Di Bawah Tujuh Ribu Empat Ratus Delapan Puluh Dua Tetes Air

Aku sedang berada di Fakultas Ilmu Komputer. Dikepung hujan.

 

Selesai salat asar, ternyata masih hujan. Di samping mushalla aku menemukan semacam beranda yang sepi. Ada sebuah kursi kosong, mengundang untuk diduduki. Maka aku menyambut undangannya. Lalu mulai menulis.

Pangeran Kecil mungkin bisa menikmati empat-puluh-empat matahari terbenam dalam sehari, cukup dengan menggeser kursi. Aku tidak bisa memiliki itu, tapi setidaknya kali ini ada tujuh ribu empat ratus delapan puluh dua tetes air–kuperkirakan jumlahnya segitu, eh tidak juga sih, aku hanya mengarang–di depanku. Di atas ada gemeretak suara mereka yang menabrak-nabrak atap. Di bawah, sedikit tanah yang tidak tertutup semen menguarkan ramuan wewangian hujan: petrichor. Sip.

Ada sedikit takut padaku. Soalnya ini fakultas orang lain. Aku tidak tahu apakah pelataran beranda ini ‘normal’ untuk didiami. Atau mungkin kursi ini sebenarnya tidak boleh diduduki. Atau, ya sekadar takut saja kalau nanti ada orang yang menemukanku sedang duduk sendirian, menulis. Dan aku pasti akan merasa tertangkap basah–walaupun yakin betul tidak melakukan salah.

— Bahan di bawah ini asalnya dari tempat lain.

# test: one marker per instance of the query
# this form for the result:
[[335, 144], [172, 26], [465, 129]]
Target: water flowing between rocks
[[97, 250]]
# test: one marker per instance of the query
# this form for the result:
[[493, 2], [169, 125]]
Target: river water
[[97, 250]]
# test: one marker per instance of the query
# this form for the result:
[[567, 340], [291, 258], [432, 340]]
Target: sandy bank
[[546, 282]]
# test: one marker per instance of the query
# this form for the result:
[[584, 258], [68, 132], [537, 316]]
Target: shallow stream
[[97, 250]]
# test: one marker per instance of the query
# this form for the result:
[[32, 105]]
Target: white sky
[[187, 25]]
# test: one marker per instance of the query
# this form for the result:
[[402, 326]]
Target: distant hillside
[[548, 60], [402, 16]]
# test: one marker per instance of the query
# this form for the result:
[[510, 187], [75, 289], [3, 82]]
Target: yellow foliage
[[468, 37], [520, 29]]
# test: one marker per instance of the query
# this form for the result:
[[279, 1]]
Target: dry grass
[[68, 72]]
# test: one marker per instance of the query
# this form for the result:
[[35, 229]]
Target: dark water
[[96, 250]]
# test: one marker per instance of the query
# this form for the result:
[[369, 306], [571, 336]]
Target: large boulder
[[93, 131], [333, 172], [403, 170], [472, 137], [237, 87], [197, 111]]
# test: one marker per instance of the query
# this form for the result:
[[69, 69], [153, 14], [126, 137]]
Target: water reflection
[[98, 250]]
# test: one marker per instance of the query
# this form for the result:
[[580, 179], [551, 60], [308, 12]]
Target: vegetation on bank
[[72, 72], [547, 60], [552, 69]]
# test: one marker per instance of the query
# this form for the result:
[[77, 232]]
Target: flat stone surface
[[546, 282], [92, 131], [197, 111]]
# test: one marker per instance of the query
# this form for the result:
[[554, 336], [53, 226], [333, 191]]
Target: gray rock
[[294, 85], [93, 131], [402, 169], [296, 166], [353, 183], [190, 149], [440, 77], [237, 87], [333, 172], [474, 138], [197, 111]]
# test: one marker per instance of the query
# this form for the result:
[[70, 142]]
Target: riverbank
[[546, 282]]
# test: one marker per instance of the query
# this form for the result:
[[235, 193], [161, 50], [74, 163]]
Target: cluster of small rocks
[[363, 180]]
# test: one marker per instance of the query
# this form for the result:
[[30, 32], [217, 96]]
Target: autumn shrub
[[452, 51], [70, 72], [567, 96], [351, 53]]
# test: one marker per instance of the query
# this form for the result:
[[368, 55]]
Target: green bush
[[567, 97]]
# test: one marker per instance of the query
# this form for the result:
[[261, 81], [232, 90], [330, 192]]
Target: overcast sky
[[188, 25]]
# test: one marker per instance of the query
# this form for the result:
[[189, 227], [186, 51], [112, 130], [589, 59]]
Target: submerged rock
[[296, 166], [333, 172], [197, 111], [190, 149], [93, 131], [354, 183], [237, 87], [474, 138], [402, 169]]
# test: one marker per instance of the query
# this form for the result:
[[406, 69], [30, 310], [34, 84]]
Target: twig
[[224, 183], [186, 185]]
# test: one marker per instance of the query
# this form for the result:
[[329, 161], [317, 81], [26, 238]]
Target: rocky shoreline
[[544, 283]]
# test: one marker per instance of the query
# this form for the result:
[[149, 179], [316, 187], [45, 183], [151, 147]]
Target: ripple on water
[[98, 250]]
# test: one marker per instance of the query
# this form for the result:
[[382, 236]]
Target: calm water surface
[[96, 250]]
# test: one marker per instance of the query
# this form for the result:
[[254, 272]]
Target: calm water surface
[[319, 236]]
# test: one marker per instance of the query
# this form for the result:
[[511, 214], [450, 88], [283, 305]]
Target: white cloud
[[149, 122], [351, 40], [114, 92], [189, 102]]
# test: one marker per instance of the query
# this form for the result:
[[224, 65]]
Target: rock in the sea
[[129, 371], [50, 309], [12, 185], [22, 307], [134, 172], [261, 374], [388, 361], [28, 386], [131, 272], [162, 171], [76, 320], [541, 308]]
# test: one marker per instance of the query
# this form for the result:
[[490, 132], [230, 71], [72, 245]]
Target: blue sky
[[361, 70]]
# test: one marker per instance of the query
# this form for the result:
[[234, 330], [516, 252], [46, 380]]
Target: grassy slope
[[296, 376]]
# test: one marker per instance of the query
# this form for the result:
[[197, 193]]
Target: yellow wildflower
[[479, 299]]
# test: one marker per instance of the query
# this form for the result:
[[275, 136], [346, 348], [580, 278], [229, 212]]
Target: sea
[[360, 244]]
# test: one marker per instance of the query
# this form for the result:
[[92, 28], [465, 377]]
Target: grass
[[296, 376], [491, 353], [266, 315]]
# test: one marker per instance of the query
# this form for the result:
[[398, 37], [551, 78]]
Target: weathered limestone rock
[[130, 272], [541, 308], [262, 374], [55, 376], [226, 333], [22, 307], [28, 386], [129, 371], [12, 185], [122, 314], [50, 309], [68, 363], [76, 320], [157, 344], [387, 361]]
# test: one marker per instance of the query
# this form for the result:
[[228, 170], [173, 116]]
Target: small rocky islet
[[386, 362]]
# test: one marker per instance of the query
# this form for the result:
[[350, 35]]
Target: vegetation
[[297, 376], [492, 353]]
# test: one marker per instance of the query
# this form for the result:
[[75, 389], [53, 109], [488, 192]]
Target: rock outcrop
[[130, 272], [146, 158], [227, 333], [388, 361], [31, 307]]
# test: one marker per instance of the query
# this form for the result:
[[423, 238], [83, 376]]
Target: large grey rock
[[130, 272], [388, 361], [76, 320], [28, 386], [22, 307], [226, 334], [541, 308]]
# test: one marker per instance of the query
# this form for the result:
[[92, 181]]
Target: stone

Suatu hari aku pernah masuk ke sebuah bilik toilet di kampus, hanya karena ingin duduk sendirian. Dengan begitu aku merasa lebih memiliki segalanya, lebih memegang kendali akan waktu dan tindakan-tindakanku. Tidak ada impuls dari orang lain.

Pernahkah kamu merasakannya, melakukannya?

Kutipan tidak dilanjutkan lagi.